Vaughan O R, Fisher H M, Dionelis K N, Jeffreys E C, Higgins J S, Musial B, Sferruzzi-Perri A N, Fowden A L
Centre for Trophoblast Research, Department of Physiology, Development and Neuroscience, University of Cambridge, Cambridge, CB2 3EG, UK.
J Physiol. 2015 Mar 1;593(5):1307-21. doi: 10.1113/jphysiol.2014.287177. Epub 2015 Jan 29.
Glucocorticoids affect glucose metabolism in adults and fetuses, although their effects on materno-fetal glucose partitioning remain unknown. The present study measured maternal hepatic glucose handling and placental glucose transport together with insulin signalling in these tissues in mice drinking corticosterone either from day (D) 11 to D16 or D14 to D19 of pregnancy (term = D21). On the final day of administration, corticosterone-treated mice were hyperinsulinaemic (P < 0.05) but normoglycaemic compared to untreated controls. In maternal liver, there was no change in glycogen content or glucose 6-phosphatase activity but increased Slc2a2 glucose transporter expression in corticosterone-treated mice, on D16 only (P < 0.05). On D19, but not D16, transplacental (3) H-methyl-d-glucose clearance was reduced by 33% in corticosterone-treated dams (P < 0.05). However, when corticosterone-treated animals were pair-fed to control intake, aiming to prevent the corticosterone-induced increase in food consumption, (3) H-methyl-d-glucose clearance was similar to the controls. Depending upon gestational age, corticosterone treatment increased phosphorylation of the insulin-signalling proteins, protein kinase B (Akt) and glycogen synthase-kinase 3β, in maternal liver (P < 0.05) but not placenta (P > 0.05). Insulin receptor and insulin-like growth factor type I receptor abundance did not differ with treatment in either tissue. Corticosterone upregulated the stress-inducible mechanistic target of rapamycin (mTOR) suppressor, Redd1, in liver (D16 and D19) and placenta (D19), in ad libitum fed animals (P < 0.05). Concomitantly, hepatic protein content and placental weight were reduced on D19 (P < 0.05), in association with altered abundance and/or phosphorylation of signalling proteins downstream of mTOR. Taken together, the data indicate that maternal glucocorticoid excess reduces fetal growth partially by altering placental glucose transport and mTOR signalling.

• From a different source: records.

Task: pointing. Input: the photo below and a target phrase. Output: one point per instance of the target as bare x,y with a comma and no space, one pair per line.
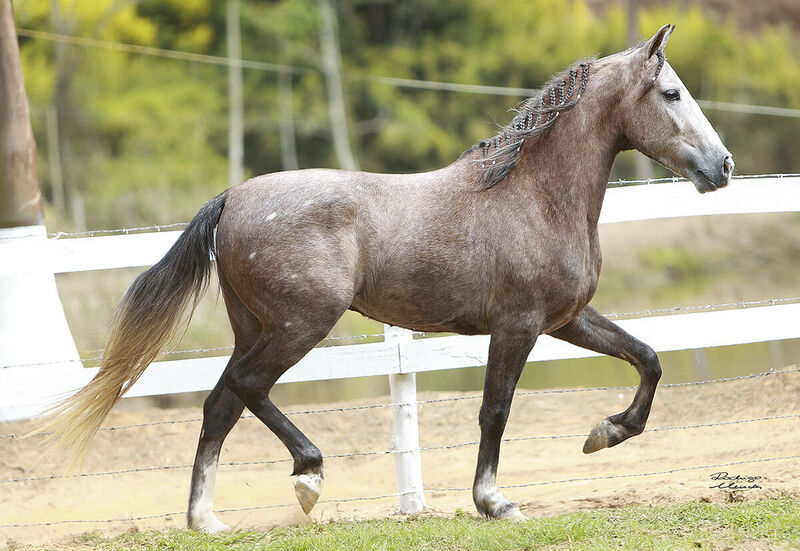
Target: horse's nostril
727,166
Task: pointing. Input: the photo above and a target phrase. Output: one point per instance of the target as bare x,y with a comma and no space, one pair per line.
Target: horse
502,242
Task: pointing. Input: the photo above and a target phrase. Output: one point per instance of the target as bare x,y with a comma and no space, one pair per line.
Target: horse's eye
672,95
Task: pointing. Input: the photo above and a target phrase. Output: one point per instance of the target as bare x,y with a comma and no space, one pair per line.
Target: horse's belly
431,309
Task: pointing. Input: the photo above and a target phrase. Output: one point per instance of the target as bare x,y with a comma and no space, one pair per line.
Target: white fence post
405,431
33,330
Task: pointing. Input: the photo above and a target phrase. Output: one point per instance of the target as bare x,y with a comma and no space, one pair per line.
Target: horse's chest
558,285
575,281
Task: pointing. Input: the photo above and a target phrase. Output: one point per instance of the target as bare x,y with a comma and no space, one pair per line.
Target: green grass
770,524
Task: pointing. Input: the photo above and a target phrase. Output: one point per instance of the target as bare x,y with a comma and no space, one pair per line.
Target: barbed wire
161,227
440,400
708,307
614,476
400,494
381,452
396,82
741,304
322,344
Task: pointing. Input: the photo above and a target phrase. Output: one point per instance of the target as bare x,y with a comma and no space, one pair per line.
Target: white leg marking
201,510
493,503
308,489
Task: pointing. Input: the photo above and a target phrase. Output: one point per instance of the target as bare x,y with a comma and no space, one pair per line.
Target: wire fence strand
381,452
329,341
441,400
397,82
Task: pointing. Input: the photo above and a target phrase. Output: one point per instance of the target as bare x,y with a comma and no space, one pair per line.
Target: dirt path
444,423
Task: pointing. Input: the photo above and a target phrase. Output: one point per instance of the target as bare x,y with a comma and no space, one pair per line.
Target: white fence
400,355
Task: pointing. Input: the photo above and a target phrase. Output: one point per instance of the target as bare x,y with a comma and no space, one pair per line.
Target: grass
770,524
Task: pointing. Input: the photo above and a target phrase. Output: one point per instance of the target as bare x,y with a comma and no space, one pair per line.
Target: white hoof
512,514
308,489
209,524
493,504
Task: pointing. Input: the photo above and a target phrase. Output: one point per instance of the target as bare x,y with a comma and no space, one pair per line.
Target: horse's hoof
210,524
308,489
512,514
605,435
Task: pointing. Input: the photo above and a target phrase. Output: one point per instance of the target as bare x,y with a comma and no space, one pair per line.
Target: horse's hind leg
253,377
221,411
507,354
591,330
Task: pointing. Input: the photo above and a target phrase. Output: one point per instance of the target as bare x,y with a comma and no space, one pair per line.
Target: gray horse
501,242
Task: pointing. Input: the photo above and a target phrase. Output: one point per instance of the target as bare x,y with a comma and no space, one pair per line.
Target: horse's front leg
508,351
593,331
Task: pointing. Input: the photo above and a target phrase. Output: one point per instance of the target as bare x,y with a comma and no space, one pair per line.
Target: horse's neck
571,163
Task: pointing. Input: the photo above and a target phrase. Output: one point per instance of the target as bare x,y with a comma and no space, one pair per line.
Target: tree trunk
288,145
20,199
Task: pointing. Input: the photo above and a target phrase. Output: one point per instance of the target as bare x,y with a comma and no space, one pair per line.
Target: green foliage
147,137
771,524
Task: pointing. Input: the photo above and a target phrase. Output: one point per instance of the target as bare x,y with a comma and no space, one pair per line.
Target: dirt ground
154,492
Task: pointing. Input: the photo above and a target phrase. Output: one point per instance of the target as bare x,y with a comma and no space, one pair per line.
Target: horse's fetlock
308,461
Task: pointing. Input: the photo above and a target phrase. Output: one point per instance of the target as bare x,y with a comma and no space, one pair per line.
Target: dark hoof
605,435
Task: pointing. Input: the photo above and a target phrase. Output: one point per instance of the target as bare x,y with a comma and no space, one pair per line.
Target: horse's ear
658,42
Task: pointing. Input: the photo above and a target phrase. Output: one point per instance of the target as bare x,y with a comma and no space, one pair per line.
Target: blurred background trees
139,137
131,112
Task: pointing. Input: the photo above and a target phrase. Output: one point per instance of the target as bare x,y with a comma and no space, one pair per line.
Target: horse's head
662,120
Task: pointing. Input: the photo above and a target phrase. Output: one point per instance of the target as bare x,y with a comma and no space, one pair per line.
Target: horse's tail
147,318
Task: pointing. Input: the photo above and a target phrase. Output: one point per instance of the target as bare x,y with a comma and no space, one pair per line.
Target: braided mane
533,117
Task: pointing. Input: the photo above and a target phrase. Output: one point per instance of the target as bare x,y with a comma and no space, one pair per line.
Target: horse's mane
534,116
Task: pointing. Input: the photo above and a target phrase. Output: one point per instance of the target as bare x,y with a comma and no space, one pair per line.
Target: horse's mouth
703,183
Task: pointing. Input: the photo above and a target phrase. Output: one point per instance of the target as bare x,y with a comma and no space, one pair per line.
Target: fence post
405,431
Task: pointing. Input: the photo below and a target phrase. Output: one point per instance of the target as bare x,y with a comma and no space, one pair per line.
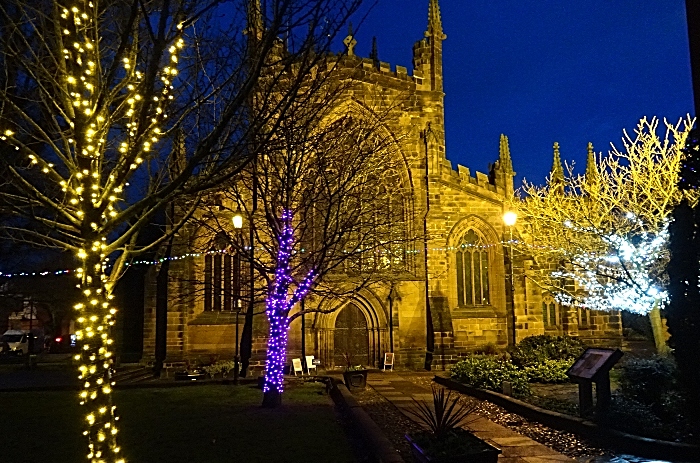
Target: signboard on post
296,365
389,360
592,363
593,366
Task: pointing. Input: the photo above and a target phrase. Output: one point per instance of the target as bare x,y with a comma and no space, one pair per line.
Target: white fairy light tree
607,230
90,98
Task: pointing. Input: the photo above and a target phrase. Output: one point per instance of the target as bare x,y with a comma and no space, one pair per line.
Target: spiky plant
447,413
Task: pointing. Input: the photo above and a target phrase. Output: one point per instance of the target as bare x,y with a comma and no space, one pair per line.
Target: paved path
516,447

糖皮质激素会影响成年个体和胎儿的葡萄糖代谢,尽管它们对母胎葡萄糖分配的影响尚不清楚。本研究检测了孕期从第11天(D11)至第16天或从第14天至第19天(孕期足月为D21)饮用皮质酮的小鼠母体肝脏葡萄糖处理、胎盘葡萄糖转运以及这些组织中的胰岛素信号传导情况。在给药的最后一天,与未处理的对照组相比,皮质酮处理的小鼠出现高胰岛素血症(P < 0.05)但血糖正常。在母体肝脏中,糖原含量或葡萄糖6 - 磷酸酶活性没有变化,但仅在D16时,皮质酮处理的小鼠中Slc2a2葡萄糖转运蛋白表达增加(P < 0.05)。在D19而非D16时,皮质酮处理的母鼠经胎盘的(3)H - 甲基 - d - 葡萄糖清除率降低了33%(P < 0.05)。然而,当将皮质酮处理的动物按配对方式喂食至与对照组摄入量相同时,旨在防止皮质酮诱导的食物摄入量增加,此时(3)H - 甲基 - d - 葡萄糖清除率与对照组相似。根据胎龄不同,皮质酮处理会增加母体肝脏中胰岛素信号蛋白蛋白激酶B(Akt)和糖原合酶激酶3β的磷酸化水平(P < 0.05),但不会增加胎盘组织中的磷酸化水平(P > 0.05)。胰岛素受体和胰岛素样生长因子I型受体的丰度在两种组织中均不受处理的影响。在自由采食的动物中,皮质酮会上调肝脏(D16和D19)和胎盘(D19)中应激诱导的雷帕霉素作用机制靶点(mTOR)抑制因子Redd1的表达(P < 0.05)。同时,在D19时肝脏蛋白质含量和胎盘重量降低(P < 0.05),这与mTOR下游信号蛋白丰度和/或磷酸化的改变有关。综上所述,数据表明母体糖皮质激素过量部分通过改变胎盘葡萄糖转运和mTOR信号传导来降低胎儿生长。